Service Disrupted

Julie Brooks says she wants her job back at the Hyatt Regency Monterey Hotel when shelter-in-place is over. Her job is protected under a union contract and state law. “Everyone wants to go back to work,” she says.

Julie Brooks and her co-workers at the Hyatt Regency Monterey Hotel and Spa were preparing for a large banquet happening the night of March 12, when they were called together for an announcement. Gov. Gavin Newsom had issued an order banning gatherings of 250 or more. The banquet was off and all large functions were cancelled into at least April.

Brooks calls the week that followed a “whirlwind,” as the pandemic upended life more each day. On March 18, Monterey County’s shelter-in-place order went into effect and she stayed home, not knowing the status of her job at the Hyatt. A week later: Hyatt management laid off most of its staff, and Brooks’ 22-and-a-half years of employment there came to an end. She estimates 95 percent of Hyatt workers there at the time were laid off due to Covid-19.

(The hotel had already laid off some workers for a remodel that was underway. Hotel management did not respond to a request for comment.)
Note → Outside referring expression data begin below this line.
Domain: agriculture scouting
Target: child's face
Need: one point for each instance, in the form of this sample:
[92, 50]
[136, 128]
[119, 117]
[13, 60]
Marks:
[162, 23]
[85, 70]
“No one realized that the last shift they worked is the last shift they worked. That’s what’s so jarring,” Brooks says. “It hit us out of nowhere.”

“Their main question is, ‘When are we going to go back to work?’”

She is one of an estimated 12,000 to 14,000 Monterey Peninsula hospitality workers who’ve been laid off since early March – almost half of the estimated 25,000 workers under normal circumstances working at hotels, restaurants and other services – according to Jeroen Gerrese, chair of the Monterey County Hospitality Association. More than 40 hotels and inns have shut down, representing about 2,500 rooms, he says. Some remain open, which is allowed under the order if they are accommodating those providing essential services.

Union officer Hector Azpilcueta of Unite Here Local 483 estimates that 98 percent of the full-service hotel employees are gone. His union represents about 1,400 of those employees, including Brooks, who also serves on the union’s board and was a shop steward at the Hyatt.

Since most employees were left with no health insurance, the union secured three months of coverage through its international union, Azpilcueta says. That carries members through the end of June. (The region is estimated to be hardest hit by the pandemic in late April and early May.) The local branch is also raising funds for members in need and has been sharing information about how to file for unemployment and where to get food and other necessities.

Brooks says she and other members are reaching out to each other through texts, phone calls and social media to keep spirits lifted. “We’re doing our best to maintain a sense of community,” she says.

In the dozens of phone calls and messages the union receives from members, the number-one concern isn’t how to get help in the short-term, Azpilcueta says. “Their main question is, ‘When are we going to go back to work?’” He doesn’t have an answer for them, the virus is too unpredictable at this point to say anything definitive. Looking ahead, the answer remains uncertain and he expects it won’t be easy.

“This is going to take awhile. I don’t see how we go back to business as normal after this pandemic,” he says. “I don’t even dare to predict how much business will be there when it reopens. I don’t think (even) the employers can tell that.”